Si queremos acabar con la pobreza y la desigualdad es fundamental observar el estudio de la economía, integrando elementos sociales, políticos, culturales y jurídicos. El estado de bienestar y el desarrollo no se obtienen por generación espontánea, sino mediante decisiones públicas e incentivos adecuados.
No obstante, en las últimas décadas ha habido una tendencia hacia la polarización en el ámbito de la economía, vinculada a la radicalización de posiciones políticas.
Los extremos parecen haber ganado la partida: por un lado, el delirio comunista que busca estatizar la producción y ha demostrado, una y otra vez, ser un rotundo fracaso; por el otro, un hípercapitalismo salvaje que no contempla límites morales, y donde la ley del más fuerte aspira a imponerse sobre cualquier cosa, en una espiral autodestructiva de ambición.
El desenlace es fatal en ambos casos: ningún experimento comunista ha conseguido ser exitoso en el tiempo -ni la antigua Unión Soviética, supuestamente ejemplar, ni las actuales dictaduras de Venezuela y Cuba-. En tanto, el hípercapitalismo salvaje ha agudizado la brecha de desigualdad de ingresos y perpetuado la pobreza de sectores marginados.
Ante la evidencia, es razonable suponer que los dos extremos son contraproducentes y debemos evitarlos. No obstante, parece que hoy en día tomar una posición centrista es inaceptable, como si encontrar un punto de equilibrio fuera algo prohibido o poco honroso.

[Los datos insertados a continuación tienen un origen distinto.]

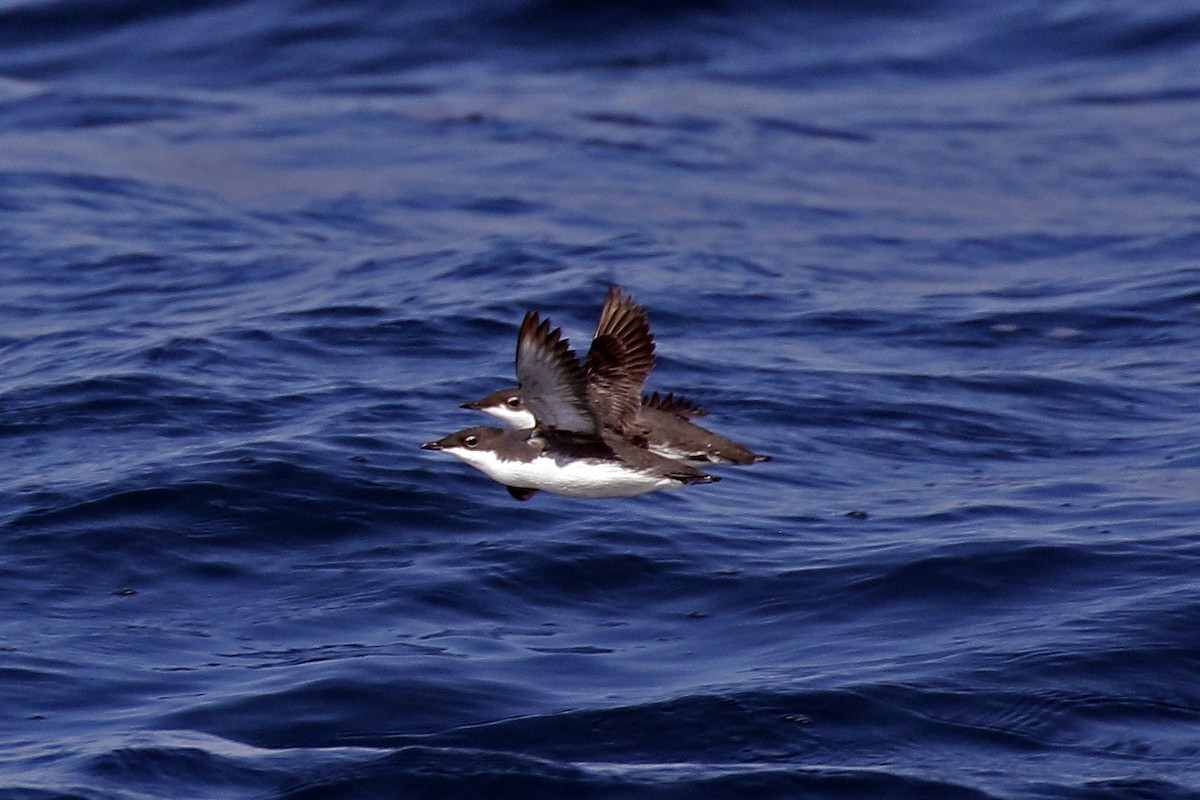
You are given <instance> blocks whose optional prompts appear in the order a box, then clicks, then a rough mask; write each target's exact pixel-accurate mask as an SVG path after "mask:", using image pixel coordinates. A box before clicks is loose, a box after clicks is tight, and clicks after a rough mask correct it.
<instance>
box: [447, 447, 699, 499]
mask: <svg viewBox="0 0 1200 800" xmlns="http://www.w3.org/2000/svg"><path fill="white" fill-rule="evenodd" d="M445 452H448V453H450V455H451V456H455V457H456V458H461V459H462V461H464V462H467V463H468V464H470V465H472V467H474V468H475V469H478V470H480V471H481V473H485V474H486V475H487V476H488V477H491V479H492V480H493V481H499V482H500V483H504V485H505V486H516V487H518V488H524V489H541V491H542V492H551V493H553V494H566V495H569V497H572V498H631V497H634V495H637V494H646V493H647V492H654V491H658V489H668V488H674V487H677V486H683V485H682V483H680V482H679V481H676V480H673V479H670V477H662V476H660V475H650V474H647V473H642V471H638V470H635V469H630V468H628V467H624V465H622V464H616V463H605V462H584V461H574V462H566V463H558V462H556V461H554V459H553V458H550V457H546V456H539V457H538V458H534V459H533V461H529V462H524V461H503V459H500V458H498V457H497V456H496V453H494V452H492V451H491V450H468V449H467V447H446V450H445Z"/></svg>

En el rubro político, la narrativa predominante es que hay que asumir posturas inamovibles de izquierda o derecha, rechazando sin miramientos cualquier opinión o idea que no sea propia del bando.
Dicha intransigencia solo provoca desgaste y división entre la población y los grupos políticos, impidiendo el trabajo colaborativo necesario para sumar esfuerzos contra los problemas sociales.

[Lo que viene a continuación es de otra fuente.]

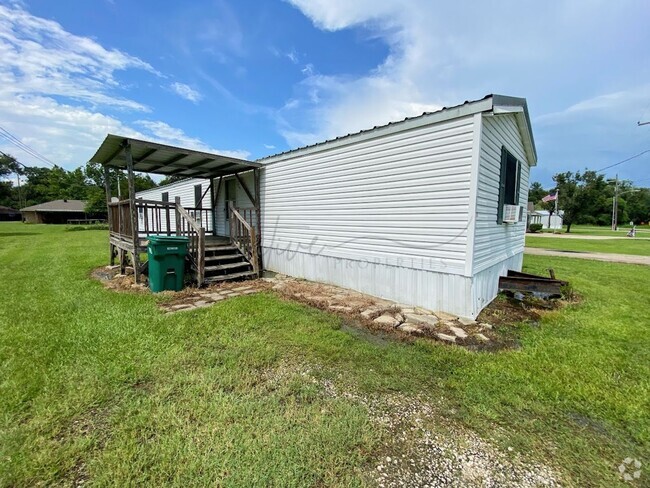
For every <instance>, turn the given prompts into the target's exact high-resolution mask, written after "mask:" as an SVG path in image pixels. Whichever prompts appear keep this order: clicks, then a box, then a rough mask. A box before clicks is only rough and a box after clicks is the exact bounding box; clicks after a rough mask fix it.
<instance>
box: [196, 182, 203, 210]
mask: <svg viewBox="0 0 650 488" xmlns="http://www.w3.org/2000/svg"><path fill="white" fill-rule="evenodd" d="M202 196H203V192H202V191H201V185H194V206H195V207H197V208H199V207H200V206H201V197H202Z"/></svg>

En el campo de la economía, igualmente se proponen posiciones firmes como si fueran innegociables: el libre mercado y la globalización a toda costa y sin matices, o el proteccionismo a ultranza. Nuevamente, los dos extremos pueden -y suelen- ser sumamente perjudiciales.
El modelo de libre mercado radical como dogma económico tomó impulso a partir de finales de los años 80 del siglo pasado. Instituciones globales como el Banco Mundial y el Fondo Monetario Internacional presionaron a muchos países de renta baja para abrazar este modelo.
La implementación acelerada y mal planificada hizo que empresas locales de estas naciones quebraran y afectó seriamente su sector industrial. La fórmula no funcionó.
El intercambio comercial entre países es favorable, pero el arribo de multinacionales consolidadas a mercados emergentes propició en varios casos competencia desleal, como si el discurso de la apertura globalizadora fuese un caballo de Troya o un dardo envenenando para beneficiar unos cuantos intereses financieros.
Aunque se ha ignorado en el tiempo, el mejor camino para crear prosperidad y bienestar es apostar por la industrialización, la diversificación de actividades económicas y la innovación.
El comercio es relevante, pero la única forma de elevar salarios, maximizar la productividad e incrementar la recaudación fiscal es mediante una industria robusta y dinámica.
Bélgica, Canadá, Israel o Hong Kong son lugares donde se incentivó la producción industrial y el desarrollo tecnológico para, más adelante, promover el libre mercado en el marco de la globalización.
La clave está en construir soluciones sensatas para hacer frente a los desafíos de orden social y público. Es posible optar por un proyecto de centro político que proteja los derechos y libertades de las personas.